Incomodava-se quando dele se dizia ser
sem-abrigo. Subia às paredes, em sinal de fúria, quando a comiseração dos
outros lhe pespegava a condição de mendigo. Pois toda a sua condição era um
retiro da vontade. Fora ele que quisera estar fora da convivência social. Fora
ele que se refugiara do contacto com os semelhantes. Fora ele que decidira
perder a casa. E a família. E rendimentos certos, e um certo conforto burguês
que vinha dos pergaminhos familiares, da roda de amigos, da vivência do
trabalho. Podiam alguns adivinhar que era uma forma de peregrinação forçada.

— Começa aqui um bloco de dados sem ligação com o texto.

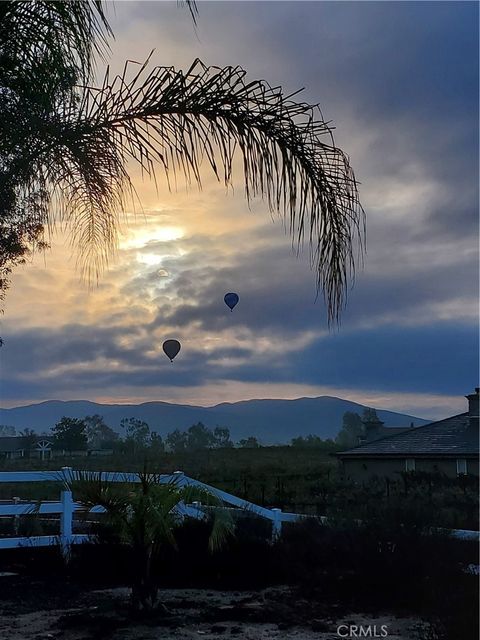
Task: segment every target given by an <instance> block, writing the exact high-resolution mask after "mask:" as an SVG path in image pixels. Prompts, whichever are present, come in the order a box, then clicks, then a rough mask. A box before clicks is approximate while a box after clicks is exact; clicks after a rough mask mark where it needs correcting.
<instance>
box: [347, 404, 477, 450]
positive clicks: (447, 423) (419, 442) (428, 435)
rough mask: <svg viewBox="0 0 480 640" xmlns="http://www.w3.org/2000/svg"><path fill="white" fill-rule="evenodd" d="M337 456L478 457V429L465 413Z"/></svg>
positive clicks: (448, 418)
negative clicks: (416, 455)
mask: <svg viewBox="0 0 480 640" xmlns="http://www.w3.org/2000/svg"><path fill="white" fill-rule="evenodd" d="M337 455H338V456H340V457H359V458H361V457H364V456H365V457H374V456H377V455H380V456H382V457H383V456H385V457H390V456H403V457H405V456H406V455H411V456H412V457H414V456H416V455H424V456H426V455H428V456H432V457H436V456H459V455H462V456H470V455H478V428H476V429H475V428H471V427H469V414H468V412H467V413H461V414H459V415H458V416H452V417H450V418H445V420H439V421H437V422H431V423H430V424H426V425H424V426H422V427H414V428H413V429H409V430H408V431H404V432H403V433H398V434H395V435H392V436H386V437H385V438H381V439H380V440H375V441H373V442H368V443H366V444H362V445H360V446H358V447H355V448H354V449H349V450H348V451H340V452H339V453H338V454H337Z"/></svg>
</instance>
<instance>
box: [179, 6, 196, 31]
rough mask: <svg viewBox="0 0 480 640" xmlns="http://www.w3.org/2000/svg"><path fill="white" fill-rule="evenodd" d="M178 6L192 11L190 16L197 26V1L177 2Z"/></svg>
mask: <svg viewBox="0 0 480 640" xmlns="http://www.w3.org/2000/svg"><path fill="white" fill-rule="evenodd" d="M177 4H178V6H180V7H187V9H188V10H189V11H190V15H191V16H192V20H193V24H194V25H196V24H197V16H198V7H197V3H196V2H195V0H177Z"/></svg>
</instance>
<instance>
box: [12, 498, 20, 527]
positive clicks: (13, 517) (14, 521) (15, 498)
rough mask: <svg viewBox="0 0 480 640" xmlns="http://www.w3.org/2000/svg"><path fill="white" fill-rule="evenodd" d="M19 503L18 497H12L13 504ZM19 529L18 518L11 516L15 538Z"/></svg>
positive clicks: (15, 515)
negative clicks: (12, 499) (12, 516)
mask: <svg viewBox="0 0 480 640" xmlns="http://www.w3.org/2000/svg"><path fill="white" fill-rule="evenodd" d="M19 502H20V498H19V497H18V496H14V497H13V504H18V503H19ZM19 529H20V516H19V515H15V516H13V531H14V532H15V535H16V536H18V531H19Z"/></svg>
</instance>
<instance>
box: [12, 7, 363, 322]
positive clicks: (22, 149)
mask: <svg viewBox="0 0 480 640" xmlns="http://www.w3.org/2000/svg"><path fill="white" fill-rule="evenodd" d="M186 4H187V5H188V7H189V9H190V11H191V13H192V15H193V17H194V18H195V12H196V5H195V3H194V2H187V3H186ZM0 25H1V26H0V134H1V135H0V227H1V228H0V231H3V236H4V238H5V241H4V242H3V243H0V270H2V269H3V273H2V271H0V280H3V281H4V283H3V284H4V287H3V288H5V287H6V285H7V282H6V281H7V280H8V273H9V269H11V267H12V265H13V264H14V263H15V261H16V260H15V258H17V261H18V259H22V257H23V256H24V255H25V252H26V251H27V250H28V249H30V248H31V247H32V245H34V244H35V242H36V241H38V240H40V239H41V238H42V232H43V230H44V229H45V227H46V226H48V225H50V224H52V222H53V221H54V220H55V219H58V218H59V219H61V220H62V221H64V222H65V223H67V224H68V226H69V227H70V229H71V232H72V238H73V241H74V243H75V245H76V246H77V247H78V249H79V254H78V255H79V261H80V267H81V270H82V273H83V275H84V276H86V277H87V278H94V279H95V278H98V275H99V274H100V273H101V271H102V269H103V268H104V267H105V266H106V264H107V263H108V260H109V257H110V256H111V255H112V252H113V251H114V250H115V246H116V239H117V234H116V230H117V225H118V213H119V212H121V211H122V210H124V208H125V206H126V204H127V202H129V201H130V199H131V198H132V197H135V196H134V193H133V187H132V184H131V181H130V177H129V174H128V172H127V163H128V161H130V160H132V159H133V160H135V161H136V162H138V163H139V164H140V166H141V169H142V171H143V172H144V173H145V174H146V175H148V176H150V177H152V178H154V177H155V171H156V169H157V168H158V167H160V168H161V169H162V170H163V172H164V174H165V176H166V179H167V182H168V184H169V185H170V182H171V181H172V180H174V179H176V178H177V176H181V177H183V178H184V179H185V181H186V183H187V184H191V183H196V184H197V185H199V186H200V184H201V165H202V164H206V165H207V166H209V167H210V169H211V170H212V171H213V173H214V175H215V176H216V177H217V179H218V180H219V181H221V182H223V183H224V184H225V185H230V183H231V180H232V164H233V161H234V157H236V156H237V154H238V155H239V156H240V157H242V159H243V173H244V187H245V195H246V199H247V201H250V200H251V199H252V198H254V197H257V196H260V197H262V198H264V199H265V201H266V202H267V204H268V207H269V209H270V211H272V212H278V213H279V214H280V215H283V216H284V218H285V221H286V226H287V228H288V229H289V231H290V233H291V236H292V241H293V243H294V245H295V246H296V247H297V248H299V247H300V246H301V245H302V244H303V243H304V242H307V243H308V244H309V247H310V254H311V261H312V266H313V267H314V268H315V269H316V271H317V276H318V277H317V285H318V287H319V289H320V290H322V291H323V294H324V297H325V299H326V302H327V308H328V317H329V321H330V322H332V321H335V320H338V319H339V316H340V313H341V310H342V308H343V307H344V304H345V296H346V289H347V285H348V283H349V281H350V279H351V278H353V276H354V272H355V266H356V264H357V262H358V259H361V256H362V253H363V235H364V212H363V209H362V207H361V205H360V203H359V198H358V191H357V183H356V181H355V177H354V174H353V171H352V169H351V167H350V164H349V159H348V157H347V156H346V154H345V153H344V152H343V151H342V150H341V149H339V148H338V147H336V146H335V143H334V139H333V135H332V127H331V126H330V125H329V123H327V122H325V121H324V120H323V117H322V115H321V112H320V110H319V108H318V106H316V105H311V104H307V103H305V102H297V101H296V100H294V99H293V97H294V95H295V94H292V95H285V94H284V93H283V91H282V89H281V88H280V87H271V86H270V85H269V84H268V83H267V82H265V81H263V80H250V79H248V78H247V74H246V72H245V71H244V70H243V69H242V68H241V67H225V68H217V67H206V66H205V65H204V64H203V63H202V62H201V61H200V60H195V61H194V62H193V64H192V66H191V67H190V68H189V69H188V70H187V71H186V72H184V71H181V70H177V69H174V68H172V67H153V68H150V66H149V65H148V64H147V63H145V64H144V65H142V66H140V67H139V68H138V69H132V65H133V63H129V64H126V65H125V70H124V72H123V74H122V75H121V76H118V77H116V78H113V79H111V78H110V77H109V73H108V69H107V73H106V75H105V78H104V81H103V84H102V85H101V86H99V87H97V88H94V87H92V86H90V83H91V78H92V69H93V66H94V61H95V59H96V58H99V57H100V58H102V57H103V58H105V56H106V53H107V51H108V37H110V36H111V35H112V33H111V30H110V27H109V25H108V22H107V19H106V17H105V14H104V12H103V8H102V3H101V0H95V1H88V0H70V1H69V2H52V1H50V0H48V1H47V0H6V1H4V2H2V3H0ZM147 62H148V61H147ZM12 247H13V249H14V250H13V252H12ZM357 251H358V253H357ZM12 253H13V255H12ZM0 285H1V282H0Z"/></svg>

Outros diriam, num porventura acesso pragmático, que era pura demência. Não lhe
importava o diagnóstico dos outros, nem os seus pesares, ou as preces que
familiares mais próximos continuavam a fazer, convencidos que estava
desaparecido.
Por meses fora, não conversou com
ninguém. Não disse uma só palavra. Os andrajos imundos e gastos eram
substituídos por outros andrajos, menos imundos e gastos, extraídos ao lixo
esquadrinhado. A barba tornara-se farta e hirsuta. Os cabelos eram um
entrelaçado inexpugnável, o corpo o sacrário de um fétido lugar, o calçado
rombo feria os dedos dos pés. Ao contrário do que julgavam os que inventariavam
os mendigos da cidade, não estava hipotecado pela loucura. Mantinha um registo
diário em cadernos artesanais. Era como se estivesse a falar com a profundidade
da alma, em contínuo diálogo. Era como se precisasse de se lavar por dentro,
numa diurese intensa que depôs décadas do que se acostumara a ser.
Uma vez, ao cabo deste tempo todo, falou.
Foi entrevistado por uma equipa de peritos que estavam em “trabalho de campo”.
Perguntaram pelas origens da solidão, pelos sentimentos possuídos na
peregrinação ociosa, o que achava do tempo vindouro. A todas as perguntas
respondeu com patranhas. Menos a uma. Perguntaram se tinha saudades de casa.
Retorquiu que a casa dele era esta – o céu, ora estrelado ora enxameado de
nuvens, que contemplava antes de se entregar ao sono. E que não havia casa
maior que pudesse ser pertença de uma pessoa.